Morocco’s aerospace industry is no longer what it was a decade ago. The country has moved — and is still moving — from a role as a low-cost assembly destination for international subcontractors toward a position as a manufacturer of complex, high-precision components integrated into global aerospace supply chains. The shift is structural, and it is accelerating.
At its centre is Midparc, the industrial zone in Nouaceur that has become the hub of this dynamic, now hosting around thirty major international aerospace groups. The list reads like a who’s who of global aviation: Airbus has production units there, Hexcel — specialising in composite materials — has opened its third site, and a constellation of companies including Eaton, Thales, Nexans, Masterflex and Ateliers de Haute-Garonne have reinforced the platform’s supply chain integration.

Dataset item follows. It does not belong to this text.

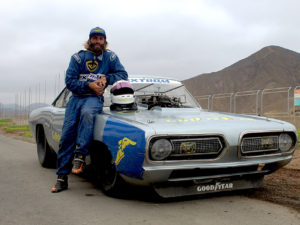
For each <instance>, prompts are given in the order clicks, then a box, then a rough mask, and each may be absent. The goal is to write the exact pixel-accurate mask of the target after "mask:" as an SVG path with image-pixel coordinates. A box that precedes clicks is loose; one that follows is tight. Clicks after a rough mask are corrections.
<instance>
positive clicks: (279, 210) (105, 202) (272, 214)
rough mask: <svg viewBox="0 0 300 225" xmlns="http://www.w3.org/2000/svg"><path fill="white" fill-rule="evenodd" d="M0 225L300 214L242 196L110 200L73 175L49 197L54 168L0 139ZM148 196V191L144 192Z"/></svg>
mask: <svg viewBox="0 0 300 225" xmlns="http://www.w3.org/2000/svg"><path fill="white" fill-rule="evenodd" d="M0 178H1V181H0V224H1V225H2V224H3V225H4V224H5V225H10V224H18V225H23V224H24V225H29V224H30V225H47V224H51V225H53V224H57V225H60V224H63V225H64V224H72V225H73V224H80V225H82V224H105V225H106V224H108V225H109V224H112V225H116V224H146V225H148V224H153V225H159V224H163V225H168V224H170V225H171V224H172V225H175V224H186V225H189V224H191V225H195V224H205V225H211V224H214V225H216V224H222V225H224V224H228V225H235V224H236V225H241V224H243V225H248V224H249V225H250V224H251V225H253V224H259V225H261V224H264V225H267V224H272V225H277V224H278V225H282V224H288V225H299V224H300V216H299V215H297V212H296V211H294V210H292V209H290V208H286V207H283V206H280V205H276V204H272V203H268V202H264V201H259V200H255V199H249V198H247V197H245V196H241V195H238V194H233V195H224V196H222V195H221V196H220V195H218V196H206V197H193V198H188V199H186V198H184V199H182V198H180V199H178V200H175V201H174V200H173V201H168V202H155V201H147V200H143V198H135V197H134V196H132V197H131V198H129V199H117V198H111V197H107V196H106V195H104V194H103V192H102V191H101V190H99V189H96V188H95V187H94V185H93V184H92V183H90V182H88V181H86V180H85V179H83V178H81V177H78V176H74V175H70V178H69V187H70V189H69V190H67V191H64V192H61V193H57V194H53V193H50V188H51V186H52V185H53V184H54V183H55V179H56V175H55V170H54V169H45V168H42V167H40V165H39V163H38V160H37V156H36V146H35V145H34V144H30V143H26V142H22V141H18V140H15V139H11V138H9V137H6V136H2V135H0ZM145 194H147V192H145Z"/></svg>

“Qualified human capital and the depth of Morocco’s industrial ecosystem have become the decisive factors in attracting investment — more than fiscal incentives alone”. — Industry professionals cited by L’Économiste · June 2026
The pipeline of new arrivals is equally significant. Daher Group is preparing to transfer part of its standard production for the Airbus A320, A330 and A350 programmes from Tarbes, France, to its Tangier site — a transition running from September 2026 through end-2027. Pratt & Whitney opened a major factory inside Midparc in April, with 200 jobs expected by 2030. Safran continues to expand its high-precision landing gear assembly operations under strict international certification standards.

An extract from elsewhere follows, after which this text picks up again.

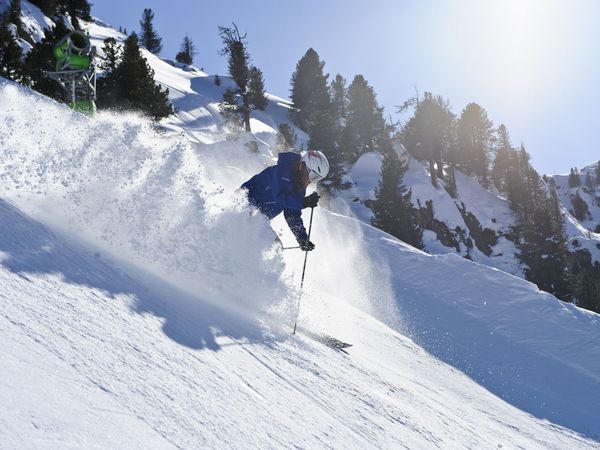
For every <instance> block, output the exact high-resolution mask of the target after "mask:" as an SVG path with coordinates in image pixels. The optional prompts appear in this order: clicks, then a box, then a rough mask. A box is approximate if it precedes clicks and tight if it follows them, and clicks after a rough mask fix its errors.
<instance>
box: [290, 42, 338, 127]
mask: <svg viewBox="0 0 600 450" xmlns="http://www.w3.org/2000/svg"><path fill="white" fill-rule="evenodd" d="M324 66H325V63H324V62H323V61H321V60H320V58H319V55H318V53H317V52H316V51H314V50H313V49H312V48H309V49H308V50H307V52H306V54H305V55H304V56H303V57H302V58H301V59H300V61H298V63H297V64H296V70H295V71H294V73H293V74H292V79H291V99H292V102H293V104H294V108H296V113H295V114H294V119H295V122H296V125H298V127H299V128H300V129H301V130H303V131H306V132H307V133H308V134H309V135H312V133H313V132H314V131H315V129H317V128H319V127H320V126H321V123H320V122H319V120H318V118H317V116H319V117H320V118H321V119H322V118H323V117H324V116H325V115H331V109H332V108H331V100H330V97H329V88H328V85H327V79H328V77H329V74H325V73H324V72H323V67H324ZM327 121H328V122H329V119H327Z"/></svg>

The sector currently comprises 155 companies, generates approximately $3 billion in export revenues, and employs around 27,000 workers. The sectoral strategy targets a doubling of exports over five years at an annual growth rate of 15% — numbers that reflect Morocco’s ambition to consolidate its position among advanced industrial nations in aerospace.
Land is running out — and talent is the new differentiator
The momentum has also exposed a structural constraint: Midparc is approaching saturation. The Moroccan Association of Aeronautical Industries, in partnership with the Caisse de Dépôt et de Gestion and the Ministry of Industry, has launched studies to identify new industrial land reserves and is planning a medium-term expansion of the Nouaceur platform.
Meanwhile, industry professionals are clear that the game has changed. Fiscal incentives, while still relevant, are no longer the decisive factor in attracting investment. What pulls major aerospace groups to Morocco today is the availability of qualified human capital and the depth of the national industrial ecosystem — two assets that Morocco has built methodically, and that are increasingly difficult for competing destinations to replicate.